Da Menschen einzigartig sind, unterscheiden sich auch ihre Wasserbedürfnisse. Sie sollten Ihren Lebensstil überprüfen und Ihre tägliche Wasseraufnahme entsprechend planen.

Wenn Sie beispielsweise ein Hochleistungssportler sind, benötigen Sie möglicherweise mehr Wasser als jemand, der einen sitzenden Lebensstil führt. Es geht darum, Ihren Körper- und Wasserbedarf zu kennen und ausreichend Wasser zu sich zu nehmen, um ausreichend hydriert zu bleiben.

Sie können auch Apps herunterladen, um zu überwachen, wie viel Sie trinken, oder eine Wasserflasche mit Maßangaben an der Seite kaufen, um festzustellen, wie viel Sie trinken und wann Sie weniger trinken oder mehr trinken sollten.

Wasser in Lebensmitteln

Wasser kann auch über die Nahrung, die Sie essen, wie Obst und Gemüse, aufgenommen werden. Wenn Sie versuchen, eine ausreichende Flüssigkeitszufuhr zu erreichen, können auch Ihre Ernährung und der Wassergehalt berücksichtigt werden.

Die meisten Lebensmittel enthalten zumindest etwas Wasser. Aber Obst und Gemüse tragen am meisten zu Ihrem Flüssigkeitshaushalt bei.

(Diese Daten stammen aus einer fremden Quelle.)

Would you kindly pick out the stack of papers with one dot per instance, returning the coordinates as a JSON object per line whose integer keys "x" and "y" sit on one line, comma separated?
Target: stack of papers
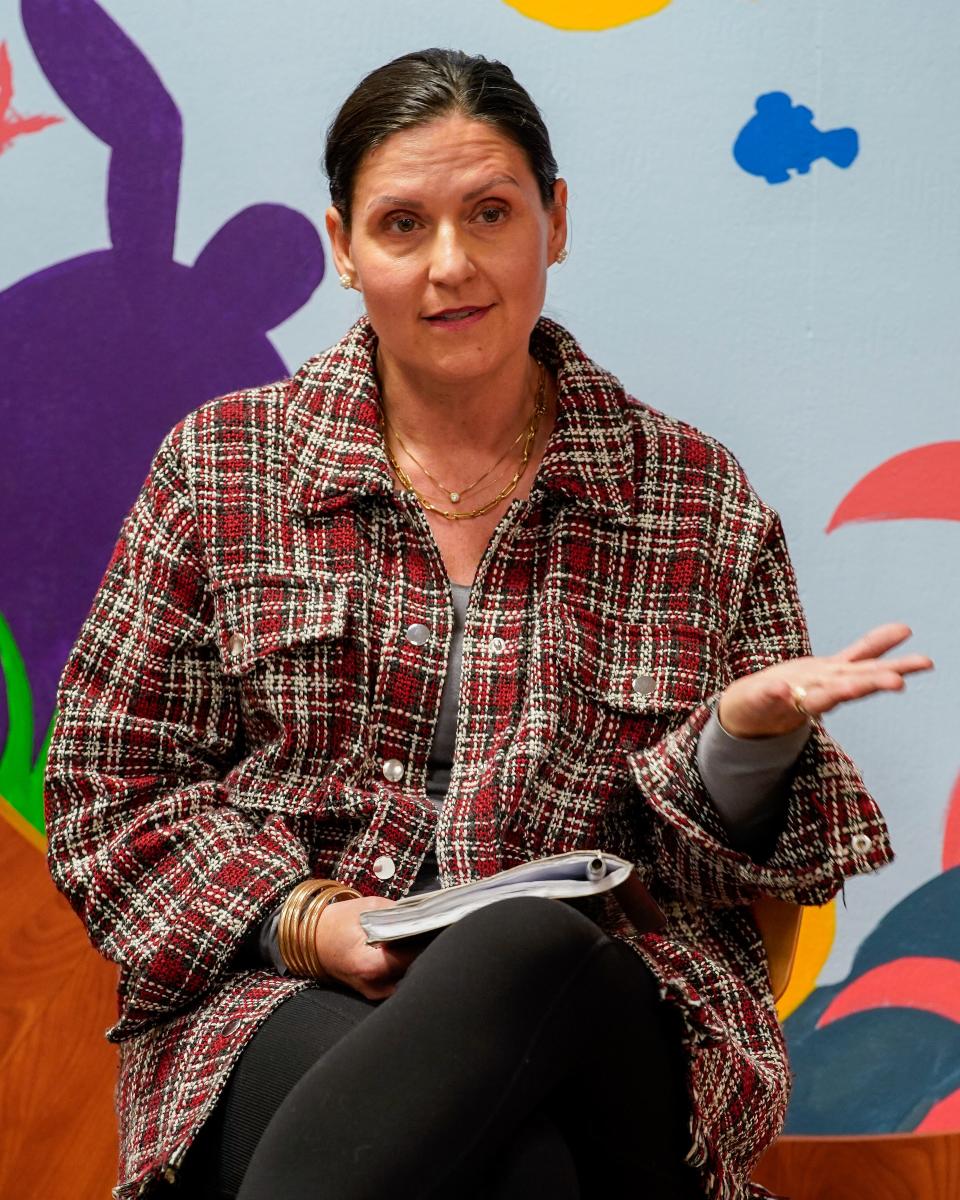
{"x": 585, "y": 873}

Die folgenden Obst- und Gemüsesorten enthalten beispielsweise viel Wasser:

  • Gurken: 96 %
  • Sellerie: 95 %
  • Römersalat: 95 %
  • Zucchini: 95 %
  • Wassermelone:92 %
  • Erdbeeren: 92 %
  • Orangen: 87 %
  • Spinat 92 %
  • Blumenkohl: 92 %

Experten raten, dass Sie sich keine Gedanken über die Berechnung der Flüssigunzen jedes Lebensmittels machen müssen, das Sie essen. Wenn es Ihnen schwerfällt, Ihre Flüssigkeitsziele für den Tag zu erreichen, oder wenn Sie Anzeichen einer Dehydrierung bemerken, erhöhen Sie einfach die Anzahl flüssigkeitsreicher Lebensmittel in Ihrer Ernährung.